Harindranath’s essay is a preliminary attempt to construct a
conceptual framework that reformulates the issue of media,
citizenship and democracy in order to bring into the
equation audience research. Basing his observations on
existing analyses of mediated public knowledge in
contemporary liberalised economies, he constructs a
theoretical edifice which includes concerns regarding the
consumer-citizen, the contributions of philosophical
hermeneutics to the theory of the public sphere as well as
to a clearer understanding of audience’s engagement with
mediated knowledge, and the importance of examining unequal
distributions of cultural resources. The productive notion
of deliberative or participatory democracy should include,
he argues, the complex ways in which differences in access
to cultural capital influence the audience-public’s
interpretation of media discourse.
While
Harindranath’s essay is predominantly theoretical, Egan and
Barker’s contribution focuses mainly on the empirical,
presenting an absorbing and honest account of the problems
and possibilities of multinational, cross-cultural research.
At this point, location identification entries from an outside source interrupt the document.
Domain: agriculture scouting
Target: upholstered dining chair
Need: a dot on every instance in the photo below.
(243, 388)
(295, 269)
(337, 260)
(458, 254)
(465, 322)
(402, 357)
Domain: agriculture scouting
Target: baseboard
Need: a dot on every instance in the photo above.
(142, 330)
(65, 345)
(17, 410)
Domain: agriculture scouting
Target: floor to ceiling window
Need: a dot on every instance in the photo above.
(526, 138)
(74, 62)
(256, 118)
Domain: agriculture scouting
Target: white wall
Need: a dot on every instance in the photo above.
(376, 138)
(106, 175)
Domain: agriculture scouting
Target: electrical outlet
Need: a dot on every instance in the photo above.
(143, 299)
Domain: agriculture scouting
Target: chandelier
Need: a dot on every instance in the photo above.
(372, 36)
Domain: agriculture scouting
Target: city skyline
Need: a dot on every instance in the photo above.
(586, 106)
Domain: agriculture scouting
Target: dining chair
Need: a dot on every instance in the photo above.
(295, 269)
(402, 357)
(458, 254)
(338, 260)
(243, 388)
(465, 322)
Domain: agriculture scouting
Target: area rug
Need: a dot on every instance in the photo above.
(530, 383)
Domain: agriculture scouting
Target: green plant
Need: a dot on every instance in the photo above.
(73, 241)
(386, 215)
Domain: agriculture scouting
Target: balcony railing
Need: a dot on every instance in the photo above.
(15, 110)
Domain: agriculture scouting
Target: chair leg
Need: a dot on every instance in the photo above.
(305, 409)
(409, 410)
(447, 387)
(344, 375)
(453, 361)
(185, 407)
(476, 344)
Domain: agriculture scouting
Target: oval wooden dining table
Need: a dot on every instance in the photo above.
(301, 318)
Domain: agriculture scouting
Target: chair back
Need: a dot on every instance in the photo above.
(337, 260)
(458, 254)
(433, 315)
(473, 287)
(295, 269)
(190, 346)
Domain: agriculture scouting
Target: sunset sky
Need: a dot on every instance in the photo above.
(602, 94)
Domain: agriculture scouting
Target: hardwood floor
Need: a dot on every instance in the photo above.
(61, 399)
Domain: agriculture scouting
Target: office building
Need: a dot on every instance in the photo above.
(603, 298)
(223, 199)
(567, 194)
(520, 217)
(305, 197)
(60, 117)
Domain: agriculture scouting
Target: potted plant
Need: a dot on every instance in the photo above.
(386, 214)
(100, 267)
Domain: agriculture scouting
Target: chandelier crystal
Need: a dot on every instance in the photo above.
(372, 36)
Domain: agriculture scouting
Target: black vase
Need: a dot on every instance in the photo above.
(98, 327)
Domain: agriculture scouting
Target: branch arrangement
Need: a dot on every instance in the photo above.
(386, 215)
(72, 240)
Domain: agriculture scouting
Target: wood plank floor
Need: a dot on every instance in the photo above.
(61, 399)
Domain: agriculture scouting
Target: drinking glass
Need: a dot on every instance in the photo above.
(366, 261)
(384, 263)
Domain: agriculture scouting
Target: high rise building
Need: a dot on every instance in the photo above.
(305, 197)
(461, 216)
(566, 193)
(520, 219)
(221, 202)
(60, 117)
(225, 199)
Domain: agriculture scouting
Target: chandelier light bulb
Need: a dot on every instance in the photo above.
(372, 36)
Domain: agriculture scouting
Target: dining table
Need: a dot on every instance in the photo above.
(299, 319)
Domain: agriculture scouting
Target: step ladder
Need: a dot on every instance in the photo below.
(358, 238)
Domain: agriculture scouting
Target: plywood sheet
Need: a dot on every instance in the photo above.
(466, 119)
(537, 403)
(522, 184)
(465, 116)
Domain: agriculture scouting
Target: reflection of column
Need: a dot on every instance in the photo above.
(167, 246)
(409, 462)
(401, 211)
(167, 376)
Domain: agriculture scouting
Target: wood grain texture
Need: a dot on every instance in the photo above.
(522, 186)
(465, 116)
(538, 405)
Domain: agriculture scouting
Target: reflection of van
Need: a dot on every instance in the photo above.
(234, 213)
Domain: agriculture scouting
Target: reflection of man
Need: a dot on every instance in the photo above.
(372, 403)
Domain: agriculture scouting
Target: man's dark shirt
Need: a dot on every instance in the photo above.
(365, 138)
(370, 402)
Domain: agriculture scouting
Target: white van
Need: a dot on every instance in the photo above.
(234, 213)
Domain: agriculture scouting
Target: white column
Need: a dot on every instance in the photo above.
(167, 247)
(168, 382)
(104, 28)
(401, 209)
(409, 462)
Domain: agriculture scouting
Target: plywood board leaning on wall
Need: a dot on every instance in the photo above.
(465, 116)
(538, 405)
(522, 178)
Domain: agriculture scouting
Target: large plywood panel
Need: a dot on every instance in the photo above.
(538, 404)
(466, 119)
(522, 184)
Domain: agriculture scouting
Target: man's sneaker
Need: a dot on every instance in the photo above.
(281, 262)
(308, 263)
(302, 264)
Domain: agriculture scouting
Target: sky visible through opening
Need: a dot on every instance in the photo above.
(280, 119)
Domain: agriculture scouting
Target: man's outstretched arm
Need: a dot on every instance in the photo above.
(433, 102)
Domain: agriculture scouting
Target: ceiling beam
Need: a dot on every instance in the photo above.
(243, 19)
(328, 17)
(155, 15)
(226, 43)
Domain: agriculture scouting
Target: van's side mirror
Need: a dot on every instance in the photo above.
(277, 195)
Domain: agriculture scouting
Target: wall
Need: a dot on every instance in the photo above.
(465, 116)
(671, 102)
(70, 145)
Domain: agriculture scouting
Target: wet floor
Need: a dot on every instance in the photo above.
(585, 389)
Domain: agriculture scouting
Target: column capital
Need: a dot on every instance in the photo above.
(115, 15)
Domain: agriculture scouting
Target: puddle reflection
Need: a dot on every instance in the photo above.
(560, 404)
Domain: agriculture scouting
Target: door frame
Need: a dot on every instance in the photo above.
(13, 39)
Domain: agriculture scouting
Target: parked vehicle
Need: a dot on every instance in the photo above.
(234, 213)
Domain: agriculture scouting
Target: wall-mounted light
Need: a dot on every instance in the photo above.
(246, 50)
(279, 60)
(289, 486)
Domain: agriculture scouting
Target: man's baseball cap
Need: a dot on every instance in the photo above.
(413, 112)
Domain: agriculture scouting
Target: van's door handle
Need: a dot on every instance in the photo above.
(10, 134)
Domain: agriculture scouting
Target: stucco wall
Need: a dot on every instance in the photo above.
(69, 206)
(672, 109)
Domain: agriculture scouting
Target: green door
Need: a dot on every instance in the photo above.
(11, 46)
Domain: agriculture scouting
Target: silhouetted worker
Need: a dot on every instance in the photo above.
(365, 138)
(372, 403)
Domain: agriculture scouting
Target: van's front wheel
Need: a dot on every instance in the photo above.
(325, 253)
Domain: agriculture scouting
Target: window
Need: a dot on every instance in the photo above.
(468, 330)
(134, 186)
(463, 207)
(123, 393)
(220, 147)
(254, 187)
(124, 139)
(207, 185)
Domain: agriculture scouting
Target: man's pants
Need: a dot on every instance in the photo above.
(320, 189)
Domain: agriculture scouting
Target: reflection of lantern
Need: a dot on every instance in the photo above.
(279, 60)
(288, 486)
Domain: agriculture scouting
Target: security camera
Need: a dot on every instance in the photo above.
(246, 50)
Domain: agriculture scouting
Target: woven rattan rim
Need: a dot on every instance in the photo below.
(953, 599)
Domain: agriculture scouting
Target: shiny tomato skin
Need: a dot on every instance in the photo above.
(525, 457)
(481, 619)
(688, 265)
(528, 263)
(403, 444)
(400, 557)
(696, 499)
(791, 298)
It proffers an instructive narrative that elaborates on the
challenges and excitement the writers encountered during the
course of their cross-national collaborative study of
Lord of the Rings. It includes the examination of the
risks and rewards of using specific methods of data
collection and analysis, as well as the difficulties and
promises inherent in such a large collaborative venture
involving researchers from several countries.
The essays in
this issue therefore, provide valuable insights into
international audience research. They explore innovative and
productive theoretical directions, examine new areas of
research, and supply novel data that allow for conceptual
refinement. In some ways this special issue of Particip@tions
is also a political project, in the sense that the essays
have attempted to build on and go beyond existing frames and
domains of enquiry by attending to developments and concerns
relating to contemporary societies outside Europe and
America, thereby contributing towards pushing the field of
audience research in new directions.